Pourquoi cette inflexibilité ? Comme David Cameron, quoique à un niveau moindre, Angela Merkel est menacée par les eurosceptiques d'AfD. Les 7 % obtenus lors du scrutin européen, malgré les querelles internes et un programme flou, doivent faire réfléchir la chancelière. Si le gouvernement fédéral allemand accepte d'avancer dans la mutualisation des dettes en Europe, elle donnera du grain à moudre à AfD. Or, ce parti semble avoir fait le plein des électeurs libéraux déçus. Désormais, il chasse sur les terres électorales de la CDU et de la CSU, les deux partis conservateurs de la chancelière. Depuis une semaine, la presse allemande se focalise sur AfD qui est devenu le phénomène politique du moment outre-Rhin. De quoi encore inquiéter la chancelière qui gouverne avec les Sociaux-démocrates, ce qui ne plaît pas à tout le monde dans son camp. Un des principes de la politique allemande risque donc d'être dans les prochaines semaines l'immobilisme.

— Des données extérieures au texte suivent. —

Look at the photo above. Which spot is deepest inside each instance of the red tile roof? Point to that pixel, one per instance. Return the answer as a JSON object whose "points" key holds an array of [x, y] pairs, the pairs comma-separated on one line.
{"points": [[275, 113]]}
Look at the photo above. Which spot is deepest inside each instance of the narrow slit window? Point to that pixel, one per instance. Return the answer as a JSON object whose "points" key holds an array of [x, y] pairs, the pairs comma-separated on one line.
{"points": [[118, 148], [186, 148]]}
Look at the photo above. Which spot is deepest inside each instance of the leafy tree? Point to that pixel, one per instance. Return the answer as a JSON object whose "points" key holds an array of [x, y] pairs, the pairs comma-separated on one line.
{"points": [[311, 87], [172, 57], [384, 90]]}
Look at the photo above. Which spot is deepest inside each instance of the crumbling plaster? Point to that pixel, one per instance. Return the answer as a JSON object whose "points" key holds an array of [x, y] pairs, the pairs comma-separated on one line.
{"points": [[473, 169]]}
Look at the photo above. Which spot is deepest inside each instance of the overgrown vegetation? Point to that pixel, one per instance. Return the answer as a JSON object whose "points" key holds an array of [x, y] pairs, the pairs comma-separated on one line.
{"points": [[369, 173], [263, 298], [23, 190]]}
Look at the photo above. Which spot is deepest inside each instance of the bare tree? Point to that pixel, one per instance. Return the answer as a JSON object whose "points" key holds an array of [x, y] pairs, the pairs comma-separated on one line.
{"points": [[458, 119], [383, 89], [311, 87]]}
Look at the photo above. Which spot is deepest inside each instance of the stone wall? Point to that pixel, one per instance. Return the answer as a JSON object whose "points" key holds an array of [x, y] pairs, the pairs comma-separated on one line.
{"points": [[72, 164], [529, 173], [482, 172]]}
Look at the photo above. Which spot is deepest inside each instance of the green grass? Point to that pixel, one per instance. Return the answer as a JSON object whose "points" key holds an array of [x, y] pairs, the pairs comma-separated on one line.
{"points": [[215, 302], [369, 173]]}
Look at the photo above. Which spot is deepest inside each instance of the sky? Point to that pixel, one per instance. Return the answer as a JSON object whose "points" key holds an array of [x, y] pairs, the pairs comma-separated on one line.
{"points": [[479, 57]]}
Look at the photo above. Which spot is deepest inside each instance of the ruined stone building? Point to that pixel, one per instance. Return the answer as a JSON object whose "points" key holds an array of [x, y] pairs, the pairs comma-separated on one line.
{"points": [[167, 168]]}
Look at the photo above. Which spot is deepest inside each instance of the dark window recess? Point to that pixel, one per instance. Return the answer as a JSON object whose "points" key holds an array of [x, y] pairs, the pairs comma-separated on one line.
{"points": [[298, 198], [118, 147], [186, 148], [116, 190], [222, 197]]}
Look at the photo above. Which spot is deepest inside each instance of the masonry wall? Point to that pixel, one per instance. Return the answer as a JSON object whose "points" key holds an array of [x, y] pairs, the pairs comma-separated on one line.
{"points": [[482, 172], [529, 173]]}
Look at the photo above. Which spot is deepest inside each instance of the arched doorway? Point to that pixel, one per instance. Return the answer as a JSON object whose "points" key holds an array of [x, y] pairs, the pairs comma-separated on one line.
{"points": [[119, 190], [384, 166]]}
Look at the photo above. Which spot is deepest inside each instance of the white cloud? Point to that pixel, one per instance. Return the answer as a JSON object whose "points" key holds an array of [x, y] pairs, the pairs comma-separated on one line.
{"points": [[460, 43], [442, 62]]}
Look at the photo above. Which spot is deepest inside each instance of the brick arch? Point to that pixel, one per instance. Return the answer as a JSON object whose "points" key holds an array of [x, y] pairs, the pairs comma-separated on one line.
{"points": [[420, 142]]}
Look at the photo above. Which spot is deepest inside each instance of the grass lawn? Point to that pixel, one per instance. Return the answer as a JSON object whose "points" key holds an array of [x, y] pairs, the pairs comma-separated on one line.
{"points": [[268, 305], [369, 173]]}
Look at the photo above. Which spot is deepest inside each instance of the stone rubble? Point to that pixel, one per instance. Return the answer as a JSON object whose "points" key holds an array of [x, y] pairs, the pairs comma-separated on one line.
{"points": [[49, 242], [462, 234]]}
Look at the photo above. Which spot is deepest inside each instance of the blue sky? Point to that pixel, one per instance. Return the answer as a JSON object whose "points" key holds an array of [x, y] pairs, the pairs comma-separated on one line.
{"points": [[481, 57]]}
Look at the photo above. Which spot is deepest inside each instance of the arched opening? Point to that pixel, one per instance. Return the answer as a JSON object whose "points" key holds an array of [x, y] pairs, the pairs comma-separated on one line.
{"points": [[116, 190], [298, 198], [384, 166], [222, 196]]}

Une Europe comme un canard sans tête

On le voit, les quatre grands pays de l'UE semblent aller dans des directions opposées. Dominés par leurs agendas nationaux, les dirigeants européens semblent désormais incapables de penser l'Europe et de proposer une réforme d'envergure de l'UE. Les décisions à venir risquent donc d'être des décisions du « moindre mal », des compromis assurant le maintien d'un équilibre précaire et d'une gouvernance qui a été sanctionnée le 25 mai. Rien de pire ne pouvait arriver à l'Europe qui est donc condamnée à demeurer cette superstructure bureaucratique obsédée par une illusoire « stabilité. » Mais pouvait-il en être vraiment autrement ?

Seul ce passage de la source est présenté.